Ее соседки переглянулись – они, конечно, ей не поверили.
Но в институт она действительно поступила честно. Хотя на экзаменах гоняли нещадно, и далеко не только по школьной программе. Хорошо, что она по собственной инициативе прорешала весь задачник для поступающих. И правила по русскому вызубрила так, что даже придиры, проверявшие сочинение, смогли скинуть оценку только до четверки.
Она – в Москве. Она – в институте!
Но Оксана понимала: теперь начнется самое сложное. Зацепиться за Москву, покорить ее. Она готова на все – только бы остаться здесь.
Вступительные экзамены закончились в середине июля. Немногие иногородние из числа поступивших разъехались по домам – побаловаться домашней кухней перед первым годом общежитской жизни. Оксана осталась в Москве. Она без труда устроилась на сезонную работу – продавать клубнику. Уж это-то она умеет.
Оксана поклялась: она продает клубнику в последний раз. Дальше будет – только покупать. Может быть, даже зимой.
…Оксана почти всегда приходила в институт к первой паре. Не то чтобы ее так волновала учеба – ей просто не нравилось находиться в общаге. Институт был Москвой, а общага напоминала ей родительский поселок. Скрипучие кровати, дешевенькие коврики с изображением «Утра в сосновом лесу», чашки с отбитыми ручками. И вечные деревенские проблемы – очередь в душ, склоки из-за занятой конфорки, «аренда» кофточек и колготок. Вавилон какой-то.

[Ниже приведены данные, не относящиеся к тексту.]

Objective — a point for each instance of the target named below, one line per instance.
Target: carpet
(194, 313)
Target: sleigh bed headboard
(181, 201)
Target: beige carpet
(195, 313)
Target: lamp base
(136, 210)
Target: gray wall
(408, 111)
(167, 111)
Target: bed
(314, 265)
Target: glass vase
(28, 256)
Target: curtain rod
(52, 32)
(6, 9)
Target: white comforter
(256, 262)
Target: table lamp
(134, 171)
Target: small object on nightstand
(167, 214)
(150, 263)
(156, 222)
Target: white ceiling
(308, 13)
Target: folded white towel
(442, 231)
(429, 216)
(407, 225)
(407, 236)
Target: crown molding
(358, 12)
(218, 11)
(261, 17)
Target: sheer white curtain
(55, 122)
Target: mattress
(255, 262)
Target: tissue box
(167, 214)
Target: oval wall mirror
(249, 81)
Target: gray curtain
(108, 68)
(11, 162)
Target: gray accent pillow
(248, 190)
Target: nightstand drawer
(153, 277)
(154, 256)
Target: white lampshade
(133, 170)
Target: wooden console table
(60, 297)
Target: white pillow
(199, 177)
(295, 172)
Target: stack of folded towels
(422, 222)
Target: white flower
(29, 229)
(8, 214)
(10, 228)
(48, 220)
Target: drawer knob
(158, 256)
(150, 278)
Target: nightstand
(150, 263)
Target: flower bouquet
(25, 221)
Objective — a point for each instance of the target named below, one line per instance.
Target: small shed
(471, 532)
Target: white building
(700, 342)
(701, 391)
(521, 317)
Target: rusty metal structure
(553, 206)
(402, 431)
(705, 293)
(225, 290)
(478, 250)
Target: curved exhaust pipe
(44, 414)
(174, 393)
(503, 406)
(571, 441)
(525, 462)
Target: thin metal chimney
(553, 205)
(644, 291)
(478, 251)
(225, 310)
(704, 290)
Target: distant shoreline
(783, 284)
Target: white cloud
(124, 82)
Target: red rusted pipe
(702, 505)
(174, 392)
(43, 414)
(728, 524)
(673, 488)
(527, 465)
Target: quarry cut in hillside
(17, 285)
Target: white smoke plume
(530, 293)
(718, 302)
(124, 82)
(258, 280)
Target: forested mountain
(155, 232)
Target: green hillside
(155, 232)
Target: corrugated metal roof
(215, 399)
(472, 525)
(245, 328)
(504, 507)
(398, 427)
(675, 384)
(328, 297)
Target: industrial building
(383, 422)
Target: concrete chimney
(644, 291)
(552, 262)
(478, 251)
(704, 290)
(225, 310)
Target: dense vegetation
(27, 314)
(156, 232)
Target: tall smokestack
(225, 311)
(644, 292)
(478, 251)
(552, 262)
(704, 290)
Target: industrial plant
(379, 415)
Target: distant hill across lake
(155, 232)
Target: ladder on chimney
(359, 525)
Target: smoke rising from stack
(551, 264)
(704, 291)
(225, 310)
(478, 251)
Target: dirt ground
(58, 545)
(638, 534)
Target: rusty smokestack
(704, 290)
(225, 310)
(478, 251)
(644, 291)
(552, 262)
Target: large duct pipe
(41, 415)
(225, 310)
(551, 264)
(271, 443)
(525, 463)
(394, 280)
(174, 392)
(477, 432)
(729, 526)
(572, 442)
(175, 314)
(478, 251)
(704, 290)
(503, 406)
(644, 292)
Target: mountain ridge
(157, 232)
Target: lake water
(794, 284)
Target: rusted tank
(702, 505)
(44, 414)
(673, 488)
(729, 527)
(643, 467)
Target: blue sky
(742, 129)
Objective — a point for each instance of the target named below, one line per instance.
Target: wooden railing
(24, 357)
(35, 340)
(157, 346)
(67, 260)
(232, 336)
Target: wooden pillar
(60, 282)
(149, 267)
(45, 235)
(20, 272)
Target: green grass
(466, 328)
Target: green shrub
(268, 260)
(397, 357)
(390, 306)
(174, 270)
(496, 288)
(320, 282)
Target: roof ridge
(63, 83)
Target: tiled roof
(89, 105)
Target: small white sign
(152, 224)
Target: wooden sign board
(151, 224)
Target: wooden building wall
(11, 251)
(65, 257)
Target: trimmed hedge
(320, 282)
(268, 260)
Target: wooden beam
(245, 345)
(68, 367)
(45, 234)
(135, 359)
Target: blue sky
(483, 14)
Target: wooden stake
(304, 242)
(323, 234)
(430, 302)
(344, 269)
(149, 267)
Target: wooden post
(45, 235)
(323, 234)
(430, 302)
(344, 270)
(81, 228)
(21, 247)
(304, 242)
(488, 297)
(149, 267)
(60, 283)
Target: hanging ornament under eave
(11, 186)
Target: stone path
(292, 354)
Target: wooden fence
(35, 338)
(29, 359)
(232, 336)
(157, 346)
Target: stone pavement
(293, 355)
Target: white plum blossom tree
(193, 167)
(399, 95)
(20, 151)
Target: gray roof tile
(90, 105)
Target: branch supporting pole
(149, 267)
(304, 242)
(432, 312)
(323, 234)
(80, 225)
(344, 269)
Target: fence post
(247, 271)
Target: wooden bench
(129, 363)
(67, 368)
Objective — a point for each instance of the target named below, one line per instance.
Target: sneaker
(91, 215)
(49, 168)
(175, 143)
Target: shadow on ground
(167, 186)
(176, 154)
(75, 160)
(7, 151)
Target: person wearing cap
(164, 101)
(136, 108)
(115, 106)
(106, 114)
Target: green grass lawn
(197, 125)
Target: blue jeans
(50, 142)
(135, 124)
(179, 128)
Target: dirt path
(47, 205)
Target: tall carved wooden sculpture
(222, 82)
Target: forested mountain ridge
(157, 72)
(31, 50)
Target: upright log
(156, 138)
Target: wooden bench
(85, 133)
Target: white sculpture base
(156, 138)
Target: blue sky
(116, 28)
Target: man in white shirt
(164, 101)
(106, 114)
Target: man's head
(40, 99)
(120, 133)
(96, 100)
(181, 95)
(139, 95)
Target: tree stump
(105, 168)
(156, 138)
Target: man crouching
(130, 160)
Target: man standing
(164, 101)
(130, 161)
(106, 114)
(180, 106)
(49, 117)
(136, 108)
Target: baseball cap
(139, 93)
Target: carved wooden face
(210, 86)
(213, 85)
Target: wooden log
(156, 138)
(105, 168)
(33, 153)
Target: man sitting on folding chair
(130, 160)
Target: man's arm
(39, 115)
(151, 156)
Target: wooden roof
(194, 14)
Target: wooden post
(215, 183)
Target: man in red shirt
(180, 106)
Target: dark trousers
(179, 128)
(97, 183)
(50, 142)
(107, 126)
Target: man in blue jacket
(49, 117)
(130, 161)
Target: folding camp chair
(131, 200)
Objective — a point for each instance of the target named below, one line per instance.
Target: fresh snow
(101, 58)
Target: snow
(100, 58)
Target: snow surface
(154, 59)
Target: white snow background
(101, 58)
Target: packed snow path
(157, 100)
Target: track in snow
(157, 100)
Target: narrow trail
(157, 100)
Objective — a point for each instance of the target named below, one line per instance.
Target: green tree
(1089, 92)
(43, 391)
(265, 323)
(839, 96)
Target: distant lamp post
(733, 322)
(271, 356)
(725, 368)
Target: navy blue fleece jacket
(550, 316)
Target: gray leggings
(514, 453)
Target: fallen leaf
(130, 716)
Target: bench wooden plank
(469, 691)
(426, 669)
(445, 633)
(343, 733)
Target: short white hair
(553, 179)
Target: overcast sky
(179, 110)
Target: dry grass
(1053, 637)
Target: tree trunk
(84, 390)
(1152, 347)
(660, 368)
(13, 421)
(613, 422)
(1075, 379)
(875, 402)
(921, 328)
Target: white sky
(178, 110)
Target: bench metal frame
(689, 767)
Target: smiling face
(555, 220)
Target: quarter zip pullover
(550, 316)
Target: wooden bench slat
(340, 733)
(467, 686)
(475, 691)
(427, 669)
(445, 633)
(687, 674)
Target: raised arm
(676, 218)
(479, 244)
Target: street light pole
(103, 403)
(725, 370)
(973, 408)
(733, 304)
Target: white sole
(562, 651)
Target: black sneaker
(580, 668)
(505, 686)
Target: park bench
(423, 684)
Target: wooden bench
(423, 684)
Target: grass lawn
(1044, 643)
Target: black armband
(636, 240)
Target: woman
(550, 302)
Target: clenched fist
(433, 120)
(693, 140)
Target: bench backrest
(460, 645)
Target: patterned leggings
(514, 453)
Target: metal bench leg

Она завидовала москвичкам, которые являлись только на третью пару – выспавшиеся в домашних постелях и румяные от маминых блинчиков с молоком. Это какое же счастье – иметь свой дом в этом огромном, таком безумном и таком чудесном городе!
Оксана влюбилась в Москву с первого взгляда. Она только выпрыгнула из поезда на Курском вокзале, подхватила две свои сумки – и остановилась у вагона. Боже мой! Ее мгновенно опьянил терпкий вокзальный запах, ошеломили толпы носильщиков, одетых в аккуратные форменные тужурки…
Она как в тумане вышла на площадь – и восхищенно уставилась на Садовое кольцо. Десять рядов машин! Огромные дома! Такси. Шоферы. Цыганки. Пассажиры. Москвичи… Все шумит, движется, живет!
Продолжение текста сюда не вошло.